Gdy nie posiadamy żadnych wiadomości o „mateczniku”, z którego pochodzić mogła rodzina poszukiwanego, warto przejrzeć spis nazwisk (z bazy PESEL) z podaną listą frekwentacyjną (statystyka występowania danego nazwiska), wg podziału na województwa i powiaty. Forma nazwiska jest dla wytrawnych genealogów bezcenną wskazówką. Z zastrzeżeniem: im rzadziej występująca forma nazwiska – tym lepiej dla poszukiwań; poszukiwanie osób o nazwisku Zieliński na pewno zajmie więcej czasu niż (przykładowo) nazwiska Kupść.

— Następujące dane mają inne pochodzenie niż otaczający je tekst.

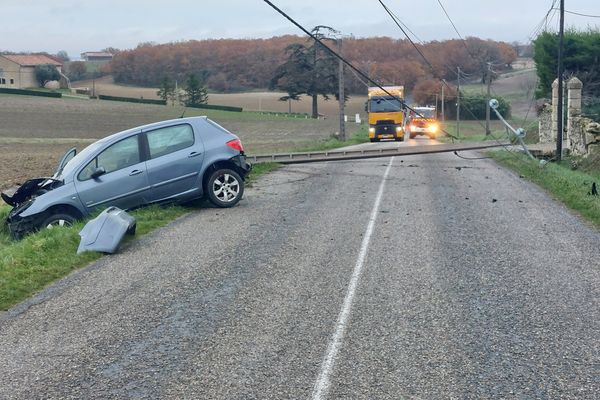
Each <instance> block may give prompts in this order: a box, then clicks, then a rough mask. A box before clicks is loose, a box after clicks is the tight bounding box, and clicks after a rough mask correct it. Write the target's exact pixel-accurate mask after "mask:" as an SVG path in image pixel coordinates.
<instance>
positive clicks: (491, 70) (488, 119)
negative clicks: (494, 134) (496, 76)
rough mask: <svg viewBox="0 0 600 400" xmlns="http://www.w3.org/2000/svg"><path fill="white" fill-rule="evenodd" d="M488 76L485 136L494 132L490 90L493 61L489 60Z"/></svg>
mask: <svg viewBox="0 0 600 400" xmlns="http://www.w3.org/2000/svg"><path fill="white" fill-rule="evenodd" d="M487 64H488V69H487V72H486V77H487V97H486V98H485V136H489V135H491V134H492V132H491V131H490V90H491V87H492V63H490V62H488V63H487Z"/></svg>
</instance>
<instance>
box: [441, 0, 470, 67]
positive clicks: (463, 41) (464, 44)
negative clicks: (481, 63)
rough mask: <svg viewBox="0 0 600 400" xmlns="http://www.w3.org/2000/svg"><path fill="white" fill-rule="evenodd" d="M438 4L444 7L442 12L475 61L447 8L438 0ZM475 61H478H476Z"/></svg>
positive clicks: (467, 51) (442, 10)
mask: <svg viewBox="0 0 600 400" xmlns="http://www.w3.org/2000/svg"><path fill="white" fill-rule="evenodd" d="M437 2H438V4H439V5H440V7H442V11H444V14H446V18H448V21H450V24H452V27H453V28H454V32H456V34H457V35H458V37H459V38H460V40H461V41H462V43H463V45H464V46H465V49H467V53H469V55H470V56H471V58H473V59H475V57H473V55H472V54H471V51H470V49H469V46H467V42H466V41H465V39H464V38H463V37H462V35H461V34H460V32H459V31H458V29H457V28H456V25H455V24H454V21H452V18H450V15H449V14H448V12H447V11H446V8H445V7H444V5H443V4H442V2H441V0H437ZM475 61H477V60H475Z"/></svg>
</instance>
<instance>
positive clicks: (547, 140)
mask: <svg viewBox="0 0 600 400" xmlns="http://www.w3.org/2000/svg"><path fill="white" fill-rule="evenodd" d="M552 121H553V119H552V104H548V103H546V104H544V106H543V108H542V111H541V112H540V115H539V130H538V132H539V140H538V142H539V143H555V142H556V140H553V139H552ZM554 139H556V138H554Z"/></svg>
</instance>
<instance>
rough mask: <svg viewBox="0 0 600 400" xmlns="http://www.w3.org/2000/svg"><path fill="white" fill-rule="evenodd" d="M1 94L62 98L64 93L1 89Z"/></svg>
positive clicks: (16, 89)
mask: <svg viewBox="0 0 600 400" xmlns="http://www.w3.org/2000/svg"><path fill="white" fill-rule="evenodd" d="M0 93H8V94H24V95H27V96H39V97H62V93H59V92H40V91H37V90H27V89H6V88H0Z"/></svg>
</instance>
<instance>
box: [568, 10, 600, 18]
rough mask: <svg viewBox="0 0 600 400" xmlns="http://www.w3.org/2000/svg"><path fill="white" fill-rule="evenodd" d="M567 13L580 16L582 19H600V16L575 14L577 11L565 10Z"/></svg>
mask: <svg viewBox="0 0 600 400" xmlns="http://www.w3.org/2000/svg"><path fill="white" fill-rule="evenodd" d="M565 12H566V13H569V14H573V15H579V16H580V17H588V18H600V15H590V14H583V13H578V12H575V11H567V10H565Z"/></svg>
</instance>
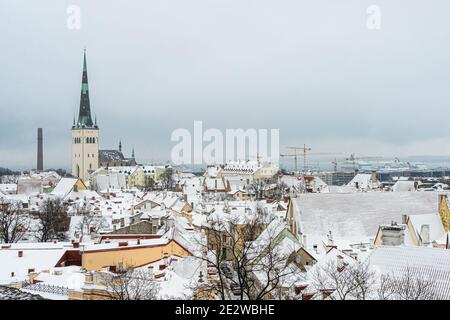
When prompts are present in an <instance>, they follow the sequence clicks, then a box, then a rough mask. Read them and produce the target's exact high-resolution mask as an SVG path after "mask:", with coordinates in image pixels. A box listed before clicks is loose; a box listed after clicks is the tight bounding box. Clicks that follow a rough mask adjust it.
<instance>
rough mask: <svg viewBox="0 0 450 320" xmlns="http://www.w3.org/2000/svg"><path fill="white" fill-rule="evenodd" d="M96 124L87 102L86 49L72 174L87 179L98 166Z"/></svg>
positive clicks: (87, 91) (78, 114)
mask: <svg viewBox="0 0 450 320" xmlns="http://www.w3.org/2000/svg"><path fill="white" fill-rule="evenodd" d="M98 131H99V129H98V126H97V119H95V123H94V122H93V121H92V116H91V107H90V104H89V87H88V78H87V66H86V49H85V50H84V60H83V79H82V82H81V98H80V111H79V114H78V121H76V122H75V118H74V121H73V126H72V175H73V176H74V177H77V178H80V179H81V180H83V181H87V180H89V178H90V174H91V173H92V172H93V171H94V170H95V169H97V168H98V165H99V159H98V154H99V153H98Z"/></svg>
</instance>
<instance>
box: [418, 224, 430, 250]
mask: <svg viewBox="0 0 450 320" xmlns="http://www.w3.org/2000/svg"><path fill="white" fill-rule="evenodd" d="M420 238H421V239H422V244H423V245H428V244H430V225H429V224H423V225H422V227H421V228H420Z"/></svg>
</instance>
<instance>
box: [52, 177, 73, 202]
mask: <svg viewBox="0 0 450 320" xmlns="http://www.w3.org/2000/svg"><path fill="white" fill-rule="evenodd" d="M77 181H78V179H75V178H62V179H61V180H59V182H58V184H57V185H56V187H55V189H53V191H52V192H51V194H54V195H57V196H61V197H66V196H67V195H68V194H69V193H70V191H72V190H73V187H74V185H75V183H77Z"/></svg>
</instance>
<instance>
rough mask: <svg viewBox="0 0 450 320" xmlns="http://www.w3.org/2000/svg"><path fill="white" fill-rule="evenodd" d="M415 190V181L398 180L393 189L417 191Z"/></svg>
mask: <svg viewBox="0 0 450 320" xmlns="http://www.w3.org/2000/svg"><path fill="white" fill-rule="evenodd" d="M415 190H416V188H415V186H414V181H405V180H398V181H397V182H396V183H395V184H394V185H393V186H392V191H394V192H401V191H415Z"/></svg>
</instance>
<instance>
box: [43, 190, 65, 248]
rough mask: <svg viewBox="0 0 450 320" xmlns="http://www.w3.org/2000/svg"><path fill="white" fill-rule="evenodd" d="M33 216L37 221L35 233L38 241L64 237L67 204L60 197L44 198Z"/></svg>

Największą przygodą dla genealoga jest płynne przechodzenie od jednego dokumentu do drugiego. Wiadomości geograficzne trzeba zsynchronizować z wiadomościami historycznymi, Na przykład akt ślubu prowadzi nas jak po sznurku (tak jak po fali, tak jak po linie) do rodziców poszukiwanej osoby. Otrzymujemy bowiem wiarygodne dane geograficzne (miejsce urodzenia i parafię); gdy jeden z małżonków (zazwyczaj pan młody) pochodzi z innej parafii, rozpoczynamy wędrówkę po kraju. W przypadku rodzin chłopskich będzie to wędrówka co najwyżej do sąsiednich parafii, w przypadku rodzin szlacheckich do najdziwniejszych zakątków w kraju (czasem za jego granicami), trzeba szukać majątków dziedzicznych, a co gorsze tylko przez jakiś czas dzierżawionych; w przypadku rodzin mieszczańskich nie obejdzie się bez ksiąg meldunkowych poszczególnych miast i miasteczek.
Każde poszukiwanie kryje w sobie jakąś emocję; na początku będzie wiele niewiadomych - w trakcje pokonywania kolejnych etapów wędrówki niektóre zagadki zostaną wyjaśnione (z przyjemnym doznaniem odkrywania nowych, nieznanych lądów), inne będą wymagały strategii detektywa i metod znanym służbom specjalnym, np.deszyfrantom, w przypadku, gdy mamy do czynienia z łaciną, językiem niemieckim czy rosyjskim. Nagrodą za poruszanie się w takim labiryncie danych jest okrycie kolejnego napisu, strzałki, właściwej ścieżki. Dawne, biblioteczne i archiwalne kwerendy były piekielnie kłopotliwe i czasochłonne. Obecnie możemy z wdziękiem surfera mknąć przez elektroniczne bazy. To, co zajęło mi kilkanaście lat (udokumentowanie kilku tysięcy mieszkańców osady), biegły genealog- informatyk może zrobić w trzy, cztery miesiące.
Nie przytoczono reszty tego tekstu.